Fu il signore di Bomarzo, Pierfrancesco Orsini, detto Vicino, a volere la realizzazione di questo giardino delle meraviglie nel 1552. Si dice dedicandolo alla scomparsa moglie Giulia Farnese. Dopo di lui nessuno se ne prese cura rimanendo abbandonato per circa 400 anni, finendo inghiottito dai muschi e dall’oblio. Fu, poi, la famiglia Bettini, che aveva acquistato questo luogo negli anni ’50, a ridargli una nuova vita dedicandosi al suo restauro fino agli anni ’70.

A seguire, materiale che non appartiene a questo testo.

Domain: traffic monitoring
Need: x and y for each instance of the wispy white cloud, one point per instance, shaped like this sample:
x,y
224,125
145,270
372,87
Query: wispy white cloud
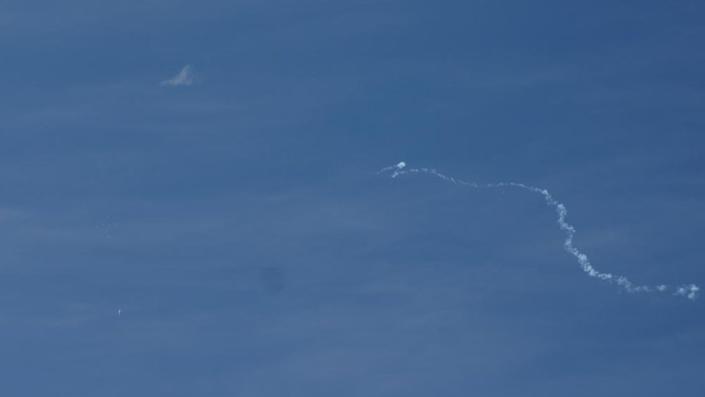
x,y
687,290
183,78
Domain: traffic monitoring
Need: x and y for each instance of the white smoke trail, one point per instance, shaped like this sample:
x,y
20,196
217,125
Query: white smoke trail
x,y
688,290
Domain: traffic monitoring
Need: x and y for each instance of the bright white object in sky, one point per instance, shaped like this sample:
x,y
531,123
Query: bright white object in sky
x,y
688,290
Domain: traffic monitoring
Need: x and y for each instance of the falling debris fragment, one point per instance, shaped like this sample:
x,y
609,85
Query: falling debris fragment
x,y
687,290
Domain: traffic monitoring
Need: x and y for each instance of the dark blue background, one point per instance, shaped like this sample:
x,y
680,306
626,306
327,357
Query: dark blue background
x,y
240,227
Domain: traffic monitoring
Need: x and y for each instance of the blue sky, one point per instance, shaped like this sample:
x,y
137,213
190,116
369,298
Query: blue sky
x,y
238,223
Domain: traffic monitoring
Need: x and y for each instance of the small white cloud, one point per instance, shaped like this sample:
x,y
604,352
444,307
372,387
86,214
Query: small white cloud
x,y
183,78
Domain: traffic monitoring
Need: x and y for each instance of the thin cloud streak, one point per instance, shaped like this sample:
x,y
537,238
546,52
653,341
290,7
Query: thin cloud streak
x,y
183,78
687,290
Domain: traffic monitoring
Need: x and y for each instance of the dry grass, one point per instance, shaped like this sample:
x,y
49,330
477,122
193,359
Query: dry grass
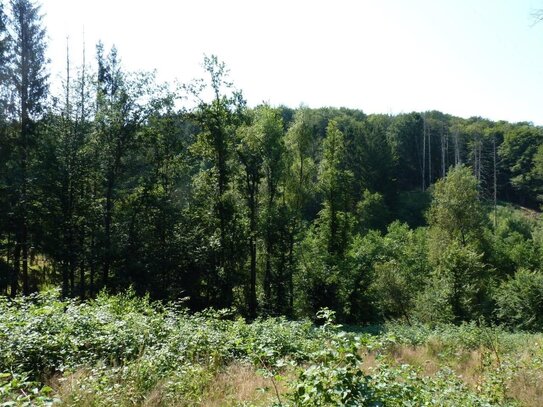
x,y
240,383
525,386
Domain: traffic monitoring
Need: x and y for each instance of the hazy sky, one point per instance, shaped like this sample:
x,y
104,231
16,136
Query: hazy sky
x,y
464,57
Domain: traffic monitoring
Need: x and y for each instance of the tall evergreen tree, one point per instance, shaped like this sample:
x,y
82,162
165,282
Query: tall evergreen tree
x,y
28,80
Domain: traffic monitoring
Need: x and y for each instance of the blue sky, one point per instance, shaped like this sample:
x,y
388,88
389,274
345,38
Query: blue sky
x,y
467,58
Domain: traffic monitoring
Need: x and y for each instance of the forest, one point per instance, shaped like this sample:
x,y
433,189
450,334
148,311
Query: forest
x,y
168,244
187,193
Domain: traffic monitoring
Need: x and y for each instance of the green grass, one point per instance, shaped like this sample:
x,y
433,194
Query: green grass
x,y
123,350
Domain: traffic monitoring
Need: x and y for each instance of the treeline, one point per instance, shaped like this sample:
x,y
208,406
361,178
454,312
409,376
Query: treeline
x,y
271,210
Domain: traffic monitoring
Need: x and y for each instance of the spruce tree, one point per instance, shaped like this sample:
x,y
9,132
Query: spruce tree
x,y
28,81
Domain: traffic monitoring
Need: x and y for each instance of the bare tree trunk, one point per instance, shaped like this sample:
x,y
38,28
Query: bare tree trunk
x,y
443,155
495,184
423,152
429,155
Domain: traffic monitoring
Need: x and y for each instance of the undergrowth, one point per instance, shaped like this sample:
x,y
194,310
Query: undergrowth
x,y
124,350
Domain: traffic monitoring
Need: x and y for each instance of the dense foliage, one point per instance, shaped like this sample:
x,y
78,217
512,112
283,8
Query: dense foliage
x,y
125,350
270,210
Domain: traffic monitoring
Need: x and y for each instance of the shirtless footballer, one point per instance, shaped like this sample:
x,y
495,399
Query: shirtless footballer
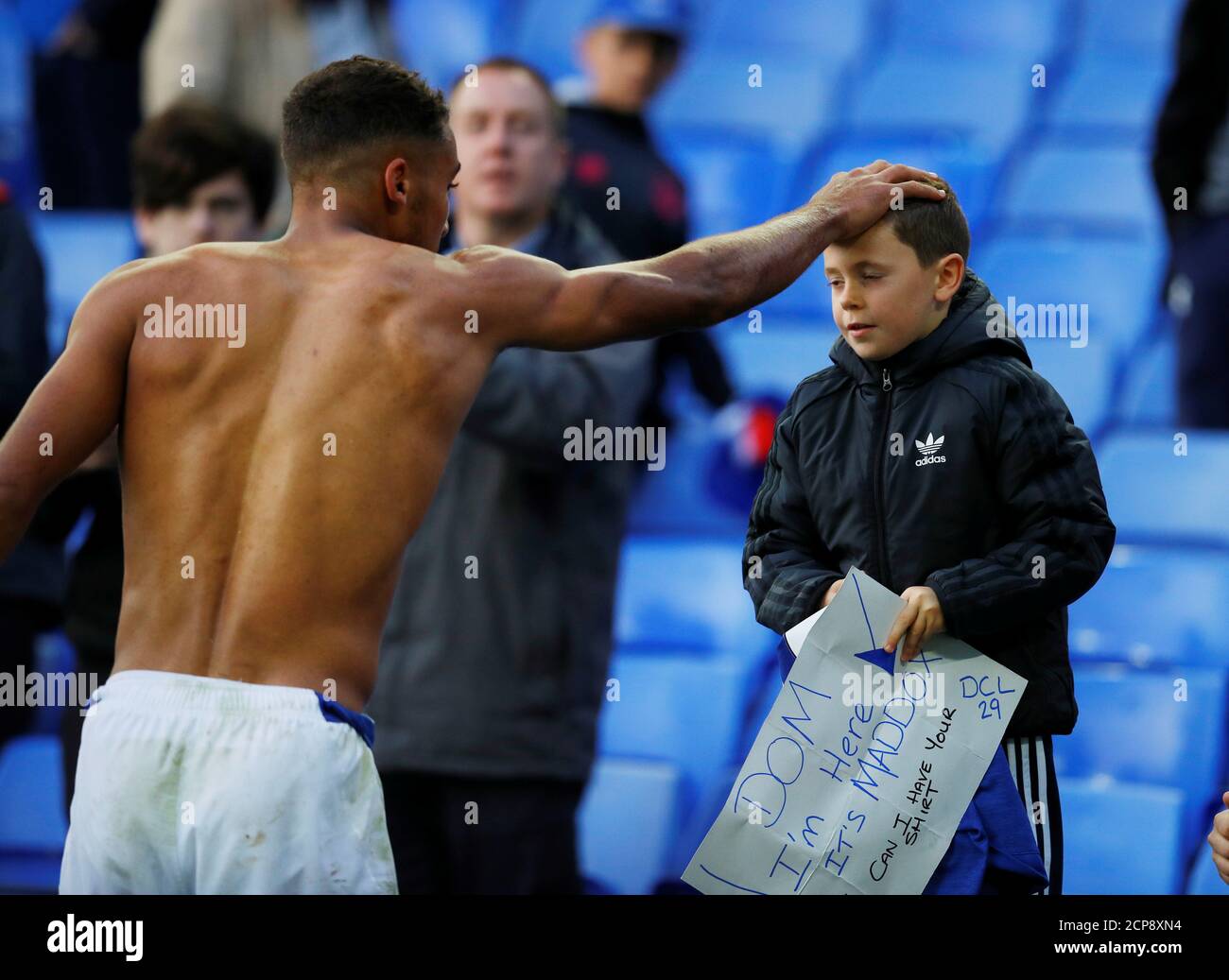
x,y
273,474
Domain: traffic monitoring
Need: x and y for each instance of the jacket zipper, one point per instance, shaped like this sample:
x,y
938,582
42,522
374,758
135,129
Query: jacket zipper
x,y
880,507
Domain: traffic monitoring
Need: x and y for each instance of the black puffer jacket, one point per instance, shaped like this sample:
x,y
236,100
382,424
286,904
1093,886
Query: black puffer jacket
x,y
1004,520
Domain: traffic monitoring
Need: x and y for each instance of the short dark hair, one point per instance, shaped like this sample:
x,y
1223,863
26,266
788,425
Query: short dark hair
x,y
503,62
192,143
932,229
355,102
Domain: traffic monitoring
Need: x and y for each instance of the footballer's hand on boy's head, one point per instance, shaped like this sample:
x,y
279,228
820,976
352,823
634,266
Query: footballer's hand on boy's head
x,y
1220,841
857,199
921,619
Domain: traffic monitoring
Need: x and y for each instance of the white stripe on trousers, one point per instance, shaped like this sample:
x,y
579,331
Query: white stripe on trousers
x,y
1032,761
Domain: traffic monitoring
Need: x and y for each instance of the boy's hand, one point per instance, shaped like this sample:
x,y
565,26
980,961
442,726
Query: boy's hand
x,y
1220,840
921,619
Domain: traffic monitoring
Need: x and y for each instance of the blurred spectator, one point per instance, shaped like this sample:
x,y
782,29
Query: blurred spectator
x,y
87,102
198,176
630,49
494,657
1191,157
31,578
246,56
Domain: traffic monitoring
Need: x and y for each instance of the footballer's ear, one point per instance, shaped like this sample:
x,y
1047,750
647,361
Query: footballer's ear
x,y
949,274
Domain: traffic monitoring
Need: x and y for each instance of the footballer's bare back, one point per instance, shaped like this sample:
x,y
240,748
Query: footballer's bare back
x,y
274,472
270,482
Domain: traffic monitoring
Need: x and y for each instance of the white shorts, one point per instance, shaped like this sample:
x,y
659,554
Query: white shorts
x,y
197,785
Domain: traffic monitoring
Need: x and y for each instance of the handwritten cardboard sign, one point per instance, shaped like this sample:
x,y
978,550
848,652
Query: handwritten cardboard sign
x,y
864,766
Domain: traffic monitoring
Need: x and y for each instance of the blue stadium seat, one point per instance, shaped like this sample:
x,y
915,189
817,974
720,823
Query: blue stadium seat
x,y
1138,32
1150,389
41,19
686,495
730,184
775,360
32,822
438,38
824,29
1156,496
78,249
1099,191
978,103
1117,278
17,167
626,824
712,96
677,709
1121,837
680,594
547,32
1153,607
1107,101
1175,743
1031,28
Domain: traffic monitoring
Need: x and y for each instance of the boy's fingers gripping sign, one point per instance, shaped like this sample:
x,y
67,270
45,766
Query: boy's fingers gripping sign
x,y
921,619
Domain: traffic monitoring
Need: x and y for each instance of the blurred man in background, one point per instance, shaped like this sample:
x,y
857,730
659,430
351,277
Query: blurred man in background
x,y
494,656
198,176
31,578
1191,169
91,60
245,57
630,50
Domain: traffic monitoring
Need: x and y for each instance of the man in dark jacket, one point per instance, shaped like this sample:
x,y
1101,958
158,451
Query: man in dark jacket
x,y
1191,173
631,49
933,457
494,656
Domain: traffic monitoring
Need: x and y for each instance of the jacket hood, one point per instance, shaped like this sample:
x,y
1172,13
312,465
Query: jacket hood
x,y
960,336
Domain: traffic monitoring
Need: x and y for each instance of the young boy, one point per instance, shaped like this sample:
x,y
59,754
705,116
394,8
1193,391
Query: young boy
x,y
932,456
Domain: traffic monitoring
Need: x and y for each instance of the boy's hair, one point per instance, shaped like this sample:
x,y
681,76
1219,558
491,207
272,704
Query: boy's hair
x,y
932,229
355,103
191,144
503,62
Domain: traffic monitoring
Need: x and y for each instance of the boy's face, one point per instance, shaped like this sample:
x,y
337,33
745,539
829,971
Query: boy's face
x,y
883,298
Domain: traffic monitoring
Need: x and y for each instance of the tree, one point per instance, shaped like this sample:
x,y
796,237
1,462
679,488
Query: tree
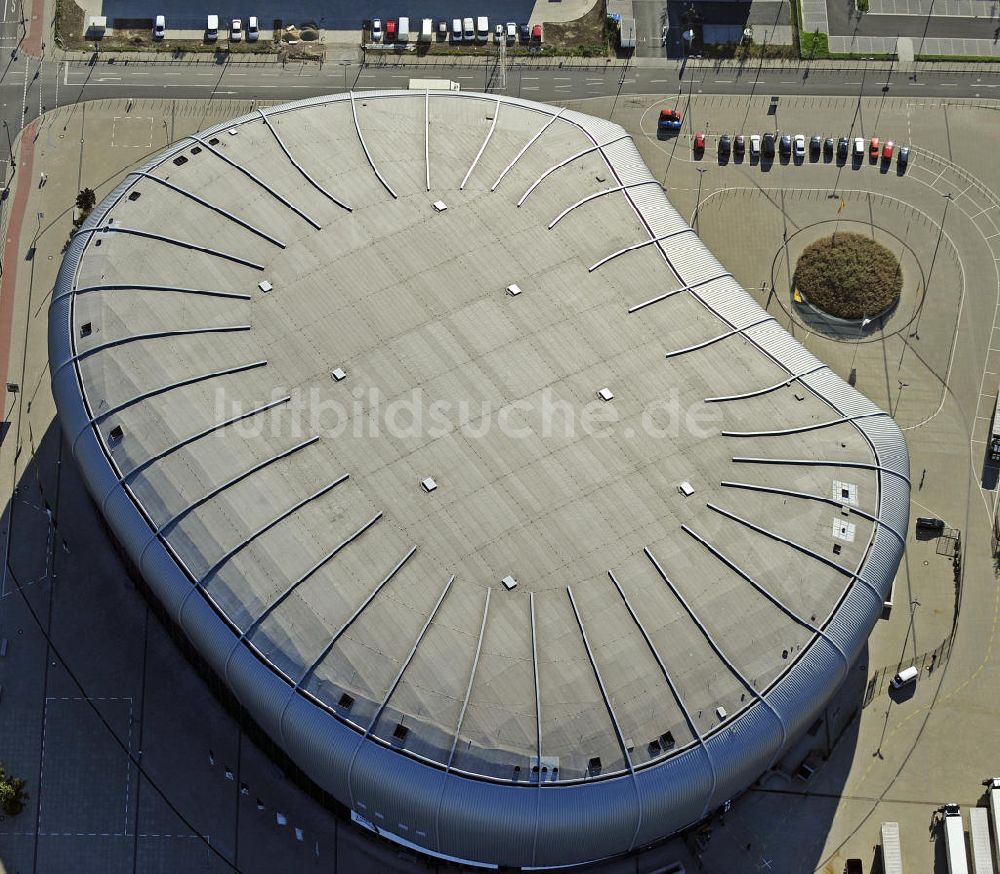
x,y
12,794
86,200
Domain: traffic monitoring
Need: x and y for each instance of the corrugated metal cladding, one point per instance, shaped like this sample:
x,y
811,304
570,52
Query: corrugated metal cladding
x,y
478,819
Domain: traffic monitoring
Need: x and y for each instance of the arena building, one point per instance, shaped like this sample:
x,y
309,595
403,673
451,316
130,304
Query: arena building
x,y
497,503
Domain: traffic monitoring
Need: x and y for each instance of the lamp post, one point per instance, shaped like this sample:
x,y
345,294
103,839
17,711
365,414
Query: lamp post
x,y
10,146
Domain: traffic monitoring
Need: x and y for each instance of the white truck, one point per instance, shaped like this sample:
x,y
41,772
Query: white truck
x,y
892,853
993,790
979,832
954,840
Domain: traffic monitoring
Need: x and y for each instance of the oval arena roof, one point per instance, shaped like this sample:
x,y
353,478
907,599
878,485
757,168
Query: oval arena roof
x,y
268,337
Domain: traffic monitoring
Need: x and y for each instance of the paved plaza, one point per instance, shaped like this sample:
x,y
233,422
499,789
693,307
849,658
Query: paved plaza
x,y
133,765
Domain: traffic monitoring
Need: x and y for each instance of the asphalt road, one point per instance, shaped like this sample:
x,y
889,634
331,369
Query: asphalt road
x,y
29,86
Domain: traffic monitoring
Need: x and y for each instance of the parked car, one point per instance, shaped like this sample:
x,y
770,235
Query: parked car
x,y
670,120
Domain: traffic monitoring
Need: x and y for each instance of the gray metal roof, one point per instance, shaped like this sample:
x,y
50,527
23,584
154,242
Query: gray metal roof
x,y
340,598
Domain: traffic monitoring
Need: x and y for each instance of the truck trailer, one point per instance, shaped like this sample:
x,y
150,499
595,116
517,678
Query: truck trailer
x,y
979,832
892,854
954,840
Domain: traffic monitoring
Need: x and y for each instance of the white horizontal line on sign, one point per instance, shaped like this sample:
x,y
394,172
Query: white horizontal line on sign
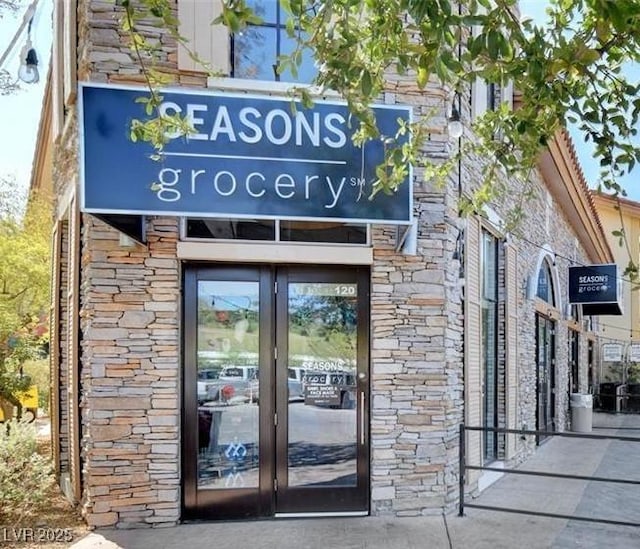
x,y
240,157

Ma, senza tergiversare oltre, varchiamo le porte di questo luogo misterioso chiedendogli l’onore di una… chiacchierata. Ad accoglierci ci sono due enigmatiche sfingi che subito ci ricordano il senso del cammino che intraprenderemo una volta entrate. Sotto quella di destra c’è scritto: “Tu ch’entri qua pon mente parte a parte, e dimmi poi se tante meraviglie sien fatte per inganno o pur per arte”, intendendo per arte, l’arte alchemica.

Ci voltiamo verso la sfinge posta a sinistra e, dopo averla ringraziata per averci dedicato il tempo del suo risveglio dal silenzio, timidamente chiediamo…

Puoi raccontarci come è nato questo luogo così particolare?

La scultura all’inizio non ci risponde e tuttavia sembra quasi inchinarsi per farci un cenno indicando di inoltrarci nel verde di queste terre che la ospitano insieme agli altri manufatti. Come a dire che qui tutto passa dall’esperienza che scaturisce dall’incontro di noi mortali con l’energia di queste creature di pietra. Lentamente ci addentriamo nel Bosco Sacro. Ed è solo quando i nostri passi si incamminano che la sfinge prende a parlare con toni sommessi e profondi…

BOMARZO, ITALY – 2 JULY 2017 – The sphinx in the Monster Park

“Nessun luogo, nessun paesaggio antropico nasce per caso. C’è sempre una vicenda umana, una storia nella Storia, che ne determina l’esistenza e il significato, eternando la memoria di chi è ormai polvere ma continua a vivere in ciò che lascia. D’altronde, non è la memoria l’unica, reale, possibilità di sopravvivenza riservata a voi umani? È stato così anche per me, Sacro Bosco di Bomarzo, che accolgo ogni anno migliaia di visitatori. In me rivive l’essenza di chi volle la mia esistenza, il nobile Vicino Orsini, e di chi, materialmente, mi progettò, l’architetto Pirro Ligorio, subentrato a Michelangelo, nella realizzazione della Fabbrica di San Pietro. Il paesaggio circostante, di origine vulcanica, è scandito da profonde forre in cui scorrono impetuosi ruscelli. La vegetazione lussureggiante inframezzata da grandi massi, utilizzati già dalle antiche civiltà per la loro duttilità, conferisce a questi luoghi un’atmosfera misteriosamente pagana. Questa è la mia storia e, insieme, quella delle umane vicende che portarono alla mia esistenza”.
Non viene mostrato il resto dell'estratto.